If configured by default, this method initializes initialsize to 2*hbase.hregion.memstore.flush.size
Look at the other methods, there is a method called Shouldsplit, as the name implies is to judge can split.

@Override protected Boolean shouldsplit () {if (Region.shouldforcesplit ()) return true;    Boolean foundabigstore = false; Get the number of online region of the same table/get count of regions that has the same common table as this.region int tableregionscount = GE    Tcountofcommontableregions ();    Get the split threshold//get size to check long Sizetocheck = Getsizetocheck (Tableregionscount); Check each store, if there is no split, then this judgment is false for (Store store:region.getStores (). values ()) {//If any of the stores is U Nable to split (eg they contain reference files)/and then don t split//If the current region cannot be split, then false if (!store.ca      Nsplit ())) {return false;      }//Mark If any store is big enough long size = Store.getsize (); if (Size > Sizetocheck) {log.debug ("shouldsplit because" + store.getcolumnfamilyname () + "size=" + S        Ize + ", sizetocheck=" + Sizetocheck + ", regionswithcommontable=" + tableregionscount);      Foundabigstore = true; }   } return Foundabigstore; }

where Long Sizetocheck = Getsizetocheck (Tableregionscount); This is important. Follow up to see

Protected long Getsizetocheck (final int tableregionscount) {    //Safety Check for + avoid numerical overflow in ex Treme Cases    Return Tableregionscount = = 0 | | tableregionscount > Getdesiredmaxfilesize ():      math.min ( Getdesiredmaxfilesize (),        this.initialsize * tableregionscount * tableregionscount * tableregionscount);  }

This is a three mesh operation, if the number of the region in the table is 0 or greater than 100, then use the Getdesiredmaxfilesize () method to get this threshold, Otherwise, use Getdesiredmaxfilesize () to get the threshold and InitialSize * (Tableregionscount three times) The small one, in the follow-up to Getdesiredmaxfilesize method to see

Long Getdesiredmaxfilesize () {    return desiredmaxfilesize;  }

extends Constantsizeregionsplitpolicy, this is not a clue, just look at this class and find the following code

private long desiredmaxfilesize;    @Override protected void Configureforregion (Hregion region), {super.configureforregion (region);    Configuration conf = getconf ();    Htabledescriptor desc = Region.gettabledesc ();    if (desc! = null) {this.desiredmaxfilesize = Desc.getmaxfilesize (); }//Set desiredmaxfilesize = hbase.hregion.max.filesize The default size is 10G if (this.desiredmaxfilesize <= 0) {This.desi    Redmaxfilesize = Conf.getlong (hconstants.hregion_max_filesize, hconstants.default_max_file_size); }//If Hbase.hregion.max.filesize.jitter is set, Desiredmaxfilesize does a jitter float jitter = conf.getfloat ("Hbase.hregion.max.    Filesize.jitter ", Float.nan); if (!    Float.isnan (jitter)) {this.desiredmaxfilesize + = (long) (Desiredmaxfilesize * (Random.nextfloat ()-0.5D) * jitter); }  }

if Hbase.hregion.max.filesize.jitter is set, use Hregion_max_filesize + hregion_max_filesize* random decimals * Hbase.hregion.max.filesize.jitter, where jitter defaults to 0.5,hregion_max_filesize is actually Hbase.hregion.max.filesize, the default is 10G, as for why jitter, some people say is to prevent restarting Regionserver when a large number of major compact, which I temporarily do not understand, first put.

back in the Shouldsplit method, Let's see what the Cansplit method does.

@Override Public  Boolean cansplit () {    this.lock.readLock ().
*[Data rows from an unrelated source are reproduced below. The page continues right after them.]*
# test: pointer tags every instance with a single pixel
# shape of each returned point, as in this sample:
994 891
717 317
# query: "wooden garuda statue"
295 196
Lock ();    try {      //not split-able if we find a reference store file present in the store.      Boolean result =!hasreferences ();      if (!result && log.isdebugenabled ()) {        log.debug ("Cannot split region due to reference files being There"); 
    }      return result;    finally {      this.lock.readLock (). Unlock ();    }  }



Very simple, is to see if there is no reference file, if there is not split, if not, you can, again back toShouldsplit method, you can see that if the size of the current store is greater than the threshold that was just calculated, then the return is true, which is judged by split.

OK, here's a summary:

HBase slices a region with several conditions:
1, if the user request segmentation, no matter what the situation can be sliced.
2. If non-user requests and any store in this region contains reference files, do not slice
3, if not the user request, and no reference file, then determine the size of each store, as long as there is a greater than the threshold, then slice. This threshold has been mentioned above.
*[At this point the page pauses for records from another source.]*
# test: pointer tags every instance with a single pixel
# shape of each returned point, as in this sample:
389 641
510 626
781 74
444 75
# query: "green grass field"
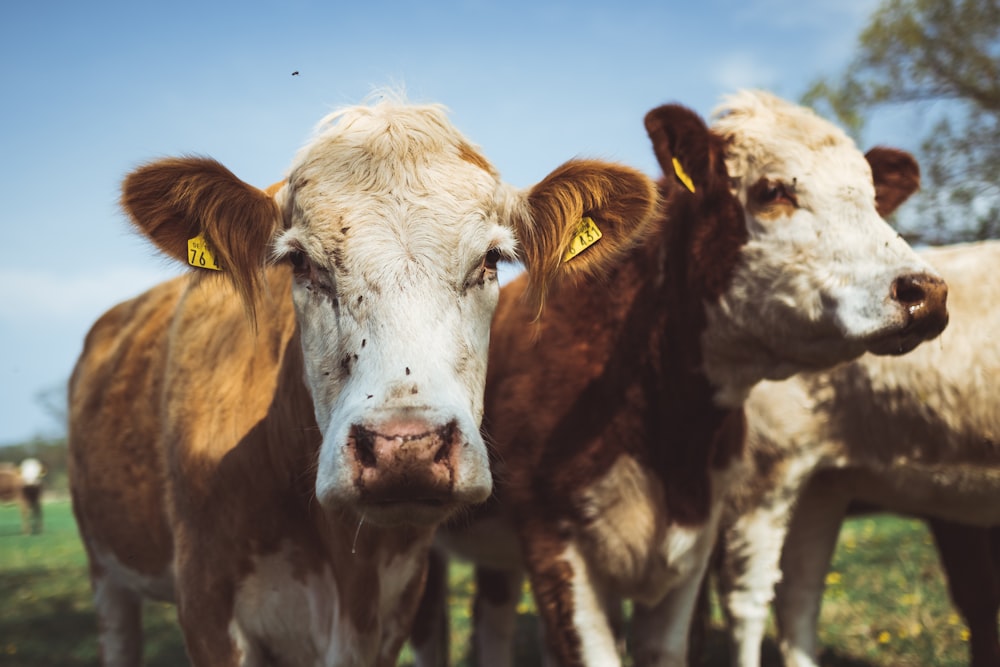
886 603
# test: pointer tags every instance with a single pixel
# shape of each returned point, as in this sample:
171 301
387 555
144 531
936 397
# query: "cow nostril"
909 290
364 446
447 434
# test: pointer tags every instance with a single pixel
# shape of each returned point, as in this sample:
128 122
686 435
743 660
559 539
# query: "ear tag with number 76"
586 235
199 255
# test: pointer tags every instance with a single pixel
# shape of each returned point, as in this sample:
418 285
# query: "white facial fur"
395 287
814 284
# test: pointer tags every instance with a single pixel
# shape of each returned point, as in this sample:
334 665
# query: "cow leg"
660 633
809 546
430 633
495 616
970 563
570 601
750 569
119 622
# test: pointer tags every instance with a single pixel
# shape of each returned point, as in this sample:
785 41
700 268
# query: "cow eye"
493 256
775 193
297 258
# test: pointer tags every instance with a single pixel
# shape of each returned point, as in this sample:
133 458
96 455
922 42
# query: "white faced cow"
272 447
917 434
617 419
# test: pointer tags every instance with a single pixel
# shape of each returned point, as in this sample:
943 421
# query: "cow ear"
580 218
175 200
682 144
896 175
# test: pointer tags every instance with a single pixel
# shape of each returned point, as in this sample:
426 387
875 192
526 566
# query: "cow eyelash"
775 193
313 278
491 258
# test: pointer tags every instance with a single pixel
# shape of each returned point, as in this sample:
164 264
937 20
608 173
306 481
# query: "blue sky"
90 90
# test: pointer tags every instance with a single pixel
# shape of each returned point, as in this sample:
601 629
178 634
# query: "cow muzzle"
409 471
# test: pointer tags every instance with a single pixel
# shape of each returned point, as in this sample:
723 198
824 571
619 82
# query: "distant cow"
23 485
917 434
271 445
617 418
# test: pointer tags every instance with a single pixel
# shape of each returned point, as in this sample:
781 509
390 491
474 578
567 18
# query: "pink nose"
405 461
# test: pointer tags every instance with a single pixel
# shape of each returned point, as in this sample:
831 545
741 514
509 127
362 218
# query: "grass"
886 603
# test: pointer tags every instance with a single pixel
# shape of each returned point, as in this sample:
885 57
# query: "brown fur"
193 440
615 372
236 219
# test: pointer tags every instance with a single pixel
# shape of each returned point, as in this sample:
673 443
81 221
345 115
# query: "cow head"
393 224
814 276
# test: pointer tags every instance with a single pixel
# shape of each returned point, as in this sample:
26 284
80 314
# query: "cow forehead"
768 137
395 182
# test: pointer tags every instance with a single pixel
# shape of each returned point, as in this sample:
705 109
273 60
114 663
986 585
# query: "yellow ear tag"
199 256
682 175
586 235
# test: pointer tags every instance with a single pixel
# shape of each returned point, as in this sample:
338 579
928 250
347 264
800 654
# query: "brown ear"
176 199
680 134
896 175
621 201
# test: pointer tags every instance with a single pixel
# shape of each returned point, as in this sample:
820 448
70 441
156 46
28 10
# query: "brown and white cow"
918 434
22 484
617 419
272 445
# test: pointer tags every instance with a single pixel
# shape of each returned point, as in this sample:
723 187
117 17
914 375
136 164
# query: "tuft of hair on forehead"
754 123
388 127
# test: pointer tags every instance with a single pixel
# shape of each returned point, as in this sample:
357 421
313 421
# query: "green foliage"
53 455
885 604
943 55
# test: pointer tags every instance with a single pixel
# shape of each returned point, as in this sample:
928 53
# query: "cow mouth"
406 511
904 340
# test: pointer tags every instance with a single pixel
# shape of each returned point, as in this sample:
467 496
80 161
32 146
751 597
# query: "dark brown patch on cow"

The meaning of this strategy
The 0.94 version was preceded by the constantsizeregionsplitpolicy policy, which allows split to be only larger than a basic fixed threshold, while the current strategy is that the store size is larger than a change in threshold to allow split, What do you mean, for example, when the properties of HBase-related split are not configured, by default, a table is just established, by default only 1 region, then logically when the region's store size exceeds 1*1*1*flushsize*2 = 128M Split is allowed at 256M, if this value is sliced, there will be two region, where one of the store size is greater than 2*2*2*flushsize*2 = 2048M, split is allowed, so the calculation Until this size exceeds the hbase.hregion.max.filesize+ hbase.hregion.max.filesize* Random decimals * Hbase.hregion.max.filesize.jitter only allow split, the basic is fixed, if the poor calculation can put this hbase.hregion.max.filesize The size as the last threshold, the default is 10G, it is said that when the threshold value changes to 10G, this threshold is basically no longer changing.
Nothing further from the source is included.